Big Data is a term used to refer to an ecosystem where huge amount of unstructured data is handled to typically meet the analytics/reporting needs of organizations. We have had our own share of excitement and problems while implementing such solution in our IT shop.
Couple of years back, we had a data handling system where large log files were broken into meaningful data domain objects and stored in RDBMS. Access to RDBMS was then given to various user facing applications – through a webservice layer.
While this architecture met our real-time requirements very well, the various user groups that rely on analytics and reporting were hugely disappointed. We had to move data from this OLTP layer to another OLAP layer and then expose it to batch users. This created a huge data availability delays (running into days) and the data provided was also not complete since we were not handling the entire log data.
And thus came the idea of a Big Data implementation using Hadoop, HDFS, Hive, HBase, Solr, Cassandra and other peripheral tools. The batch users were extremely happy as they had access to much wider range of data and results were reaching them in minutes/hours when compared to days.
Wait a minute – did I mention RDBMS in the new architecture? Actually, NO!! This was the mistake #1 we made.
So, the real time use cases were now supposed to be met with typical NoSQL type of data stores. We underestimated the complexities involved. It is just not possible to replace your DAO and ORM layer seamlessly with the new architecture components. Even when we re-wrote the entire data access code, there was still a problem of linking this log data with other enterprise data that runs on RDBMS.
Consider the 2 scenarios below
- Scenario#1 – You have a stranded car (that weighs a 1000 kg) and the need is to push it uphill for 100 metres
- Solution#1.1 – A human asked to execute the job will take probably 30 minutes to complete it
- Solution#1.2 – An elephant could push that car uphill in 10 minutes
There is clearly a huge advantage in asking the elephant to do this task. It is synonymous to our batch/near-real-time use cases.
- Scenario#2 – You have a laptop (weighing about a 1 kg) and the ask is to take it uphill for 100 metres.
- Solution#1.1 – A human asked to execute the job will take probably 1 minute to complete it.

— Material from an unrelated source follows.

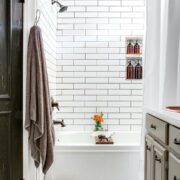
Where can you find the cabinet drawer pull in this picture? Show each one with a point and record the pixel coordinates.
(153, 126)
(176, 142)
(157, 159)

- Solution#1.2 – An elephant could carry that light weight to destination uphill in 5 minutes
I hope you get the point here. Elephant gives you incredible benefits in certain situations….not in all scenarios.
But now that we implemented this solution and our real time use cases were failing miserably, we went ahead and made our mistake #2.
The elephant was concealed behind a leopard skin, roller skates added to its feet and a mechanical motor attached to its rear. You see, the intent was to get the best out of what we already invested in. In big data terms, this translates to:
- Creating more NoSQL tables
- Changing the row keys to match the real time use cases
- Maintaining more than one copy of enterprise data
- And various other patch jobs
These short term fixes resulted in an architecture with too many moving parts and data duplication. Data quality was a casualty as well. Big Data implementations are designed to include lot of redundancy/duplication in data so that the processing can be done in massively parallel jobs. But this increases the footprint of the data and makes it more denormalized. Real time use cases will be difficult to implement in such situations.
I’m not saying it is not possible to use the big data, NoSQL backend systems to cater to your real time application needs. But this requires an extremely smart architecture that is scalable from both batch and real time use case standpoint.